Embora os peritos advertissem que não é possível um diagnóstico adequado sem muita mais informação e acesso às 22 vítimas mencionadas pelo Departamento de Estado, estimaram que devesse se considerar a possibilidade de um transtorno funcional devido a um problema no funcionamento do sistema nervoso.
‘Desde um ponto de vista objetivo, é mais como uma histeria maciça que outra coisa qualquer’, manifestou à publicação, Mark Hallett diretor da seção de controle do motor humano do Instituto Nacional de Transtornos Neurológicos e Acidentes Cerebrovasculares dos Estados Unidos.
A ‘histeria maciça’ é o termo popular para os brotos entre grupos de pessoas que são parcial ou totalmente psicossomáticos. ‘É importante assinalar que os sintomas como este não são voluntários.
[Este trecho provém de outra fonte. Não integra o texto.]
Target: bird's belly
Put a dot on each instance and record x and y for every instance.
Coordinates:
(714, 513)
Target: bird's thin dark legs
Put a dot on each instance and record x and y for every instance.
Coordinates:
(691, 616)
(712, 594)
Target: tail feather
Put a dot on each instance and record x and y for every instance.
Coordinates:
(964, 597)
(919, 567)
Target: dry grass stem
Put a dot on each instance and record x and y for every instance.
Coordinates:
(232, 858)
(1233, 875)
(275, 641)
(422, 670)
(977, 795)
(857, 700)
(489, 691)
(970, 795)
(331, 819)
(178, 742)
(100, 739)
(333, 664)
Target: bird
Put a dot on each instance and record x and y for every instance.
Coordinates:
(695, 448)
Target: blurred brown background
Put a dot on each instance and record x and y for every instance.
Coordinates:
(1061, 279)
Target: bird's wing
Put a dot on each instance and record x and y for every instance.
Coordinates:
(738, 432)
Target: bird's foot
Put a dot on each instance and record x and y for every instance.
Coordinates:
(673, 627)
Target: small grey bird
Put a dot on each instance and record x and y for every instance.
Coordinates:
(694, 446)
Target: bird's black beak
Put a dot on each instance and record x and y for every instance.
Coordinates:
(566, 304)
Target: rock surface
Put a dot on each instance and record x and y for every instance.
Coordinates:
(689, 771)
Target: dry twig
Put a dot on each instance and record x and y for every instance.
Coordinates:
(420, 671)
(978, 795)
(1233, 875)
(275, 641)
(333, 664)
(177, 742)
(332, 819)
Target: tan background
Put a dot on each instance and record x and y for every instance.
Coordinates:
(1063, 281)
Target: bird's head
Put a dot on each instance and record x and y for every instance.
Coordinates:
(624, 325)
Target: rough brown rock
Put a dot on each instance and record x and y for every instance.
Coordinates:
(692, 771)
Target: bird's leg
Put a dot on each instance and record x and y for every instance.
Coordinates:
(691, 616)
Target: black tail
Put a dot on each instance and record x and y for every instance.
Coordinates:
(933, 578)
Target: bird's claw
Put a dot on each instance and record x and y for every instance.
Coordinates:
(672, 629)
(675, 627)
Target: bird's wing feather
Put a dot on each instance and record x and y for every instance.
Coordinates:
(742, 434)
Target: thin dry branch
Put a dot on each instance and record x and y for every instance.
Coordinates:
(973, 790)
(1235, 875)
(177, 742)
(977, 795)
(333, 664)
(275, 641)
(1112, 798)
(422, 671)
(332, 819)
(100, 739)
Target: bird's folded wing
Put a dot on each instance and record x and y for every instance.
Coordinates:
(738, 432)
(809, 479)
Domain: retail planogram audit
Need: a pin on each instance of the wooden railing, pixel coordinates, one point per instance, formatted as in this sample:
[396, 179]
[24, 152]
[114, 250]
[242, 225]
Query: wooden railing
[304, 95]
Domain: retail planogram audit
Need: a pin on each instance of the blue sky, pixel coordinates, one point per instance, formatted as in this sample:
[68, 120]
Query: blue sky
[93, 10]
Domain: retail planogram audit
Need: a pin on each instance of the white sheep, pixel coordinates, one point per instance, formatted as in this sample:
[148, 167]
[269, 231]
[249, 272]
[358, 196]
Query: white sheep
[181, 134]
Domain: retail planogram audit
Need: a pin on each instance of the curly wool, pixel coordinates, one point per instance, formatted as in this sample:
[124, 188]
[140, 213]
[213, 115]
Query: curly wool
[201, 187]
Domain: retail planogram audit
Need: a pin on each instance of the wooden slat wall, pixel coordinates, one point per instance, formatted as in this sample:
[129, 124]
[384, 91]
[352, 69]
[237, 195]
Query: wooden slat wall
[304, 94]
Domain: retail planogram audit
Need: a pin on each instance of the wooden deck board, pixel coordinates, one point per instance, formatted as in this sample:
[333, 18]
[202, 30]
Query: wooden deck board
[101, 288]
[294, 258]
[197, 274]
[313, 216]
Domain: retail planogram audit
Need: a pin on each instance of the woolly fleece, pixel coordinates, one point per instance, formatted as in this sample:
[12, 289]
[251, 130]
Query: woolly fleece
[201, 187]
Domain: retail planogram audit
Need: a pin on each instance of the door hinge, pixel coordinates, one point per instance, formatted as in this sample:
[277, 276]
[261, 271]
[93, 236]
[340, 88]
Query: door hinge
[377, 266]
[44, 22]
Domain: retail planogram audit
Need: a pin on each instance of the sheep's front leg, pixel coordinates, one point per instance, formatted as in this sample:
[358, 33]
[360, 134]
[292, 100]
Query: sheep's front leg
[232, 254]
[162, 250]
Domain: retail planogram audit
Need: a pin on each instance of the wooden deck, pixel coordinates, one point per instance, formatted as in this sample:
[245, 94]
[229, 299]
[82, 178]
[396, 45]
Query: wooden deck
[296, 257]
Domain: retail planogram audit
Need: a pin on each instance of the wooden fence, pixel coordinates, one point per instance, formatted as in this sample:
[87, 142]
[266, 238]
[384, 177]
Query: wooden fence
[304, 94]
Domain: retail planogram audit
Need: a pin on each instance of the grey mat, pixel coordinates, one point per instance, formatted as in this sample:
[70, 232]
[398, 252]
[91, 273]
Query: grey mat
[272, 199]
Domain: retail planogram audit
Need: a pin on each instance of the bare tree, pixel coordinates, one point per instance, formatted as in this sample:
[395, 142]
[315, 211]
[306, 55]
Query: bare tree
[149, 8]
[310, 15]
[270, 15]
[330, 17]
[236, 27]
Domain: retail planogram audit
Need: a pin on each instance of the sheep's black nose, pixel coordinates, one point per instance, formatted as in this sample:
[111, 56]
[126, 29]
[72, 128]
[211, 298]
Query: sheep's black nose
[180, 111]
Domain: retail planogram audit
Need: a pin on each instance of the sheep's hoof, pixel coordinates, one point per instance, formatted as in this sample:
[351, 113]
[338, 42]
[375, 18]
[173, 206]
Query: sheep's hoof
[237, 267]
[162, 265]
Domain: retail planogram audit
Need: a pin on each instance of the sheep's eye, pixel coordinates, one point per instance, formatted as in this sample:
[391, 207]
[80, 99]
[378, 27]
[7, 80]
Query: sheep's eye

Não são sinal de fraqueza na personalidade de um indivíduo’, manifestou o especialista.
Há um grande número de pessoas com queixas relativamente fracas, houve uma exploração de possíveis causas para isto e não se encontrou nada, e a noção de algum feixe sonoro é relativamente absurda, acrescentou.
Conforme ‘The Guardian’, quando pesquisou sobre a possibilidade de transtornos funcionais, um porta-voz do Departamento de Estado lhe reiterou que não têm respostas definitivas sobre a causa ou a fonte dos ‘ataques’, sobre os quais dizem manter uma pesquisa agressiva.
Entre tantos aspectos ainda ignorados, o que sim se conhece é que o governo norte-americano se aproveitou do acontecido para promover uma reversão a cada vez mais evidente do processo de normalização das relações entre ambos os países.
Não sabemos quem, como ou o quê, mas este giro dos acontecimentos foi aproveitado pelo senador Marco Rubio e o presidente Trump, manifestou para Prensa Latina, Peter Kornbluh, diretor do Projeto de Documentação sobre Cuba no Arquivo de Segurança Nacional da Universidade ‘George Washington’.
O pesquisador, um dos autores do livro ‘Diplomacia encubierta con Cuba: historia de las negociaciones secretas entre Washington y La Habana’ (Diplomacia encoberta com Cuba: história das negociações secretas entre Washington e Havana), considerou que a questão serve a ambas as figuras para sua agenda de recuar a reconciliação iniciada sob o ex-presidente Barack Obama.
De igual jeito opinam os professores Lisa Diedrich e Benjamin Tausig, da Universidade Estatal de Nova York no Stony Brook, considerando que a resposta de Washington é apenas o último exemplo da forma em que Trump tratou que aproveitar ameaças para inspirar medo e avançar na sua agenda.
Em um artigo publicado em ‘The New York Times’ intitulado ‘Sons misteriosos e doenças aterradoras como ferramentas políticas de Trump para Cuba, recordam que o presidente republicano assinalou durante muito tempo seu desejo de reverter o processo de normalização bilateral.
Por isso, assinalaram, não é raro que sua administração tenha começado a fazer isso com a retirada de mais da metade dos empregados da Embaixada dos Estados Unidos em Havana.
Segundo Diedrich e Tausig afirmam, não só se desconhece a causa dos incidentes (se houver), mas também não se ofereceu evidência de um ataque deliberado.
‘Trump como candidato e presidente explorou mais uma vez temores de ameaças ocultas vagamente definidas como uma justificação para a política’ advertiram.